A 22-year-old female with a history of bipolar disorder gives birth to a baby boy at home. She received no prenatal care, but when she found out she was pregnant, she started taking prenatal vitamins that she got from the pharmacist. Her only medication is valproic acid. It is ten days since the birth, and the mother has brought her baby to the Emergency Department because he has become impossible to arouse. The baby has stable vital signs. A head ultrasound through the fontanelle shows an intracerebral haemorrhage in the germinal matrix. There are no calcifications. Retinal examination does not show petechial haemorrhages. A full skeletal survey is negative.

What is the most likely pathophysiologic mechanism underlying this baby’s haemorrhage?

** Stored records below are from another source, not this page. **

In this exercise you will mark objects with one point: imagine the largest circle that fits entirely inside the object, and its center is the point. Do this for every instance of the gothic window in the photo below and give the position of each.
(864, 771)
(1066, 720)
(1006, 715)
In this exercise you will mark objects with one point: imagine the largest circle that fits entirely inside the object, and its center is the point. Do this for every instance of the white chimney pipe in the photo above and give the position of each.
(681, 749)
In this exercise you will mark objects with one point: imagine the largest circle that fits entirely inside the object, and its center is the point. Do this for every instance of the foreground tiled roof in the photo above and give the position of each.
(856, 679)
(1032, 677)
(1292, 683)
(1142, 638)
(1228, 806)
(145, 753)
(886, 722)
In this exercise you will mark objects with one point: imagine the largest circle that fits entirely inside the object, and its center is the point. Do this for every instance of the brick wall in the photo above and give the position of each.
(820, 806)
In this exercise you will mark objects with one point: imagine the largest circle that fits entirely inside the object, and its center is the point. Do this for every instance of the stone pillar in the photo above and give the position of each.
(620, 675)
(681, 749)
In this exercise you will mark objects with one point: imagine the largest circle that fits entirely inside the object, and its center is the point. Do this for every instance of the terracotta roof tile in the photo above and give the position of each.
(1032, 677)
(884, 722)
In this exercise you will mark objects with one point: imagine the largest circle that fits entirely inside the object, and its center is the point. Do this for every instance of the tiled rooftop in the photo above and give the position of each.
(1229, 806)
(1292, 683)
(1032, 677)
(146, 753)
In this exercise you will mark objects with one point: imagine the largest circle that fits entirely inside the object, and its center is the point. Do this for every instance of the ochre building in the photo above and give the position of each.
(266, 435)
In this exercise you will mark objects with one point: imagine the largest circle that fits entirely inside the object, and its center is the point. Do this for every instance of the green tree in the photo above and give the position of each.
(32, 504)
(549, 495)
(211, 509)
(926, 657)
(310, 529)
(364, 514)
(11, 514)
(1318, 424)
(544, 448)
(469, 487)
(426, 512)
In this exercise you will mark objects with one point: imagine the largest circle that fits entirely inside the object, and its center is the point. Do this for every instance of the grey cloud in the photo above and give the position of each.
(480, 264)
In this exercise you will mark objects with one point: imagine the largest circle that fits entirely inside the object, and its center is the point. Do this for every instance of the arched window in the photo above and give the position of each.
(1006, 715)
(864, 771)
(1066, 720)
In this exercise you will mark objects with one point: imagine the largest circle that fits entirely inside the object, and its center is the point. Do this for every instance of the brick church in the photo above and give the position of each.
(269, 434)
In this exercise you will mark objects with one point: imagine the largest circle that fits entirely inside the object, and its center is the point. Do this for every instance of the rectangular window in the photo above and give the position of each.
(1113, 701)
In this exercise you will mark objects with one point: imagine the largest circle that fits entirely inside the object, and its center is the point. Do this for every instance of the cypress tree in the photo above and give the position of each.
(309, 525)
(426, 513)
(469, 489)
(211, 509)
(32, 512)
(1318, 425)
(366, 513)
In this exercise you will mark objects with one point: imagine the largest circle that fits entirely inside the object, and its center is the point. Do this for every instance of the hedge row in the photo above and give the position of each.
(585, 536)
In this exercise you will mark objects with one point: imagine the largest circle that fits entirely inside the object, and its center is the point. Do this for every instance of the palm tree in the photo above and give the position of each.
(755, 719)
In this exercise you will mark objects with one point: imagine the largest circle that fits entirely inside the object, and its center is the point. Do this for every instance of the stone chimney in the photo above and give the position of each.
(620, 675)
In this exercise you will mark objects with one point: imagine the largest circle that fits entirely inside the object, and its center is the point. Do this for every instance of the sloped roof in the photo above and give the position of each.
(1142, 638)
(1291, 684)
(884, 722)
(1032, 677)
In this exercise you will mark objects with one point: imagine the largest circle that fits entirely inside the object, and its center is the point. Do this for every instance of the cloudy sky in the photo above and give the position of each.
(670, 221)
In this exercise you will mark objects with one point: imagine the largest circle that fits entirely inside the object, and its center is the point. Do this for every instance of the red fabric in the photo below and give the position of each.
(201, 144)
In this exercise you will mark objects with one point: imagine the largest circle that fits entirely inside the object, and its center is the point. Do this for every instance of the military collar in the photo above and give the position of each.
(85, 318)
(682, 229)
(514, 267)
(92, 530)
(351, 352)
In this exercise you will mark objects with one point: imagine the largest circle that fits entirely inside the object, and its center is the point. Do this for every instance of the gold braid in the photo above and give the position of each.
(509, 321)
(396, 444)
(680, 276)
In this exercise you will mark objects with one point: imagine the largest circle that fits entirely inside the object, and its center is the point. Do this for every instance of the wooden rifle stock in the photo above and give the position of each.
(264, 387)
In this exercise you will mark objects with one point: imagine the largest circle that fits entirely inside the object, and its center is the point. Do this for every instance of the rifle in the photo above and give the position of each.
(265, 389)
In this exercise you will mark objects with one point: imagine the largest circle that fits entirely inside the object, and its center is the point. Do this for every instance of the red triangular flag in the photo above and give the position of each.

Folate deficiency from valproic acid treatment

Congenital cytomegalovirus

Congenital toxoplasmosis
Vitamin K deficiency
Congenital herpes simplex virus

A

Explanation
D
Vitamin K deficiency
Neonates are naturally deficient in vitamin K, as it is produced by gut bacteria, which are not established in the neonate. Vitamin K is important in the production of clotting factors II, VII, IX and X, as well as anticoagulant proteins C and S. When born in a hospital, babies are almost always injected with vitamin K. (Recall that inhibition of vitamin K activity is the mechanism of action of warfarin.)

A
Folate deficiency from valproic acid treatment

Although folate deficiency is common with valproic acid, it does not lead to haemorrhage. Folate deficiency causes neural tube defects. Also note that the question states that this mother was taking prenatal vitamins containing folate.

B
Congenital cytomegalovirus

Congenital cytomegalovirus can cause periventricular haemorrhage but is accompanied by several other congenital abnormalities (including intracerebral calcifications).

C
Congenital toxoplasmosis
Congenital toxoplasmosis can result in periventricular haemorrhage, often accompanied by additional congenital abnormalities such as intracerebral calcifications.

E
Congenital herpes simplex virus
Congenital herpes simplex virus can cause neurologic damage and periventricular haemorrhage, but it also causes a diffuse vesicular rash and many other symptoms.